Prophylactic cranial irradiation improved DFS and decreased brain metastasis rates at 5 and 10 years compared with observation among patients with stage III locally advanced non-small cell lung cancer, according to results of a randomized phase 3 trial published in JAMA Oncology.
The treatment, however, did not improve OS, the study’s primary outcome. But, researchers noted that the reason for this result could be poor patient accrual. The original aim was to enroll 1,058 participants, but total accrual at study closing was only 356, including 16 patients who were deemed ineligible or withdrew consent.
“As the incidence of brain metastases rises in patients living longer with improved control of loco-regional and distant disease, the need to establish an accepted means of prevention of brain metastases remains important,” Alexander Sun, MD, of the department of radiation oncology at Princess Margaret Cancer Centre and lead study author, said in a press release. “Researchers need to identify the appropriate patient population and a safe intervention on future trials.”
Prophylactic cranial irradiation (PCI) is standard of care to prevent brain metastases after initial therapy among patients with small cell lung cancer. PCI also has been shown to reduce incidence of brain metastases in patients with NSCLC, but its impact on survival among this patient population is unknown.
Sun and colleagues analyzed 340 patients (mean age, 61 years; 213 men) with stage III NSCLC randomly assigned to PCI (n = 163) or observation (n = 177).
OS served as the primary endpoint. DFS and incidence of brain metastasis served as secondary endpoints.
By the time of analysis, 277 patients had died, primarily due to their lung cancer.
Median follow-up was 2.1 years for all patients and 9.2 years for surviving patients.
Results showed no significant improvement in OS among patients who received PCI vs. observation at 5 years (24.7% vs. 26%) and at 10 years (17.6% vs. 13.3%), resulting in an HR of 0.82 (95% CI, 0.63-1.06).
However, patients who underwent PCI demonstrated higher rates of DFS (5-year, 19% vs. 16.1%; 10-year, 12.6% vs. 7.5%; HR = 0.76; 95% CI, 0.59-0.97) and lower rates of brain metastases at 5 and 10 years (16.7% vs. 28.3% at both time points; HR = 0.43; 95% CI, 0.24-0.77).

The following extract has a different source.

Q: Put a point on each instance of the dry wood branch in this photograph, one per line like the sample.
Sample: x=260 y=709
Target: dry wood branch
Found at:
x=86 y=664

These data indicated patients in the PCI group were 57% less likely to develop brain metastases than patients in the observation group.
Among a subgroup of 225 patients who did not undergo surgery on the primary lung tumor, those who received PCI vs. observation demonstrated significantly longer median OS (2.3 years vs. 1.9 years; P = .027). Multivariable analysis within this subgroup indicated PCI may effectively extend OS and DFS and reduce brain metastases.
“If the planned sample size had been accrued, then there may have been enough statistical power to detect the hypothesized effect size in OS, as the observed magnitude was numerically similar to the hypothesized,” Sun and colleagues wrote. “This study ... is currently part of an international collaborative effort, which is performing an individual patient data meta-analysis of similar randomized studies. It is hoped that this meta-analysis will have the power to detect an OS advantage for PCI, as was the case for the establishment of PCI in [small cell lung cancer].” – by John DeRosier
Disclosures: Sun reports no relevant financial disclosures. Please see the study for all other authors’ relevant financial disclosures.